Машинка его молчала. Он думал, рассеянно водя тонким пальцем по клавишам.
— Нацизм… Как он мог появиться, этот нацизм?
С заморским гостем мы расстаемся друзьями. Помахав вслед его самолету, сам я лечу на Запад, в Бершадь, маленький городок, куда уже перебазировался наш штаб.
Городок этот необычен тем, что около него, оказывается, был большой концентрационный лагерь, и взят он был нами, так сказать, с ходу — никого не успели ни убить, ни вывезти.
Это первый концентрационный лагерь на пути нашего наступления, в котором сохранились живые жертвы фашизма.

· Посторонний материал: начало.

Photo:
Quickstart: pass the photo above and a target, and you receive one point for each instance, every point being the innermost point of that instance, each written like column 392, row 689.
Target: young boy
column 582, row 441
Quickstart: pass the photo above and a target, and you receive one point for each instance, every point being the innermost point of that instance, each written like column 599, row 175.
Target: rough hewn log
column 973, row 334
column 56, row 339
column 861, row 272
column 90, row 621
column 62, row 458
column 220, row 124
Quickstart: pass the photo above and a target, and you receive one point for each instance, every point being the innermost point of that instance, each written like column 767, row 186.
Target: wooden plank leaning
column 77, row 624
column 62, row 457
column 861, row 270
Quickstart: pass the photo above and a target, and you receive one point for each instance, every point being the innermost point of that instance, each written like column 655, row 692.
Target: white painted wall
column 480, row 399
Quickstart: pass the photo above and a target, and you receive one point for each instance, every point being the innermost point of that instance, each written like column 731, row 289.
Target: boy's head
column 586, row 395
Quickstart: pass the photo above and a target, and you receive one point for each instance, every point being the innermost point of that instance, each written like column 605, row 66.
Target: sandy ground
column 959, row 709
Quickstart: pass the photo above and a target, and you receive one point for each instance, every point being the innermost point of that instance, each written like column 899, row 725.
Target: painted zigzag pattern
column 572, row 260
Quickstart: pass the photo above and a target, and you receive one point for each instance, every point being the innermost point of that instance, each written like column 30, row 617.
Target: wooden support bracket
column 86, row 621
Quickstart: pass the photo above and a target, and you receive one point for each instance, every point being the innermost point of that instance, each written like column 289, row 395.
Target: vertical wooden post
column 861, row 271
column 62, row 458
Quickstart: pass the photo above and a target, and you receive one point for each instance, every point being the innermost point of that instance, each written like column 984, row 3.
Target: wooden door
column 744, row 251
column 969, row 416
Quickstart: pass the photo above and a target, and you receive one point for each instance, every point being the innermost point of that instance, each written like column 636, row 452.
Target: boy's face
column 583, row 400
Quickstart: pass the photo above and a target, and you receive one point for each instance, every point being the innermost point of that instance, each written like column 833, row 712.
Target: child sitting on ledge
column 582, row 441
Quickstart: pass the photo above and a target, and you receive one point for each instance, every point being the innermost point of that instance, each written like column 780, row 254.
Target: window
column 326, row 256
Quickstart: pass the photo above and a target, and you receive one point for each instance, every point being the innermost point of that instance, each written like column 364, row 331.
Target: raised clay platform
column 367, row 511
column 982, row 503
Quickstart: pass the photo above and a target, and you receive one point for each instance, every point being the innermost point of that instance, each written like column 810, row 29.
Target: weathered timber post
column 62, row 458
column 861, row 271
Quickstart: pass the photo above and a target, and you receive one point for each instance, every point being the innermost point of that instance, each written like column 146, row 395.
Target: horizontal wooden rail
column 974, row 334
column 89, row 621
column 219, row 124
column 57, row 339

Без меня Костин поселился в избе крестьянина-старовера. Он русский. Изба у него русская, рубленная из бревен, с деревянным тесаным полом, со светелкой, с огромной печью, на которой и спит сейчас корреспондентская братия.
Хозяин — огромный пожилой человек. Руки как грабли, борода лопатой. Ему под стать хозяйка, такая же массивная и сильная. И дочери — высокие, статные, русоволосые, все в отца. В этой избе все большое, крепкое, прочное. И бревна, из которых она срублена, и лавки, на которых можно спать без риска свалиться, и громадные черноликие иконы, и лампадка красного стекла размером в миску, подвешенная на толстых цепочках.
Здесь у каждого своя чашка, своя ложка, и когда один из нас случайно воспользовался чем-то хозяйским, вся посуда исчезла из шкафа. Ее стали прятать…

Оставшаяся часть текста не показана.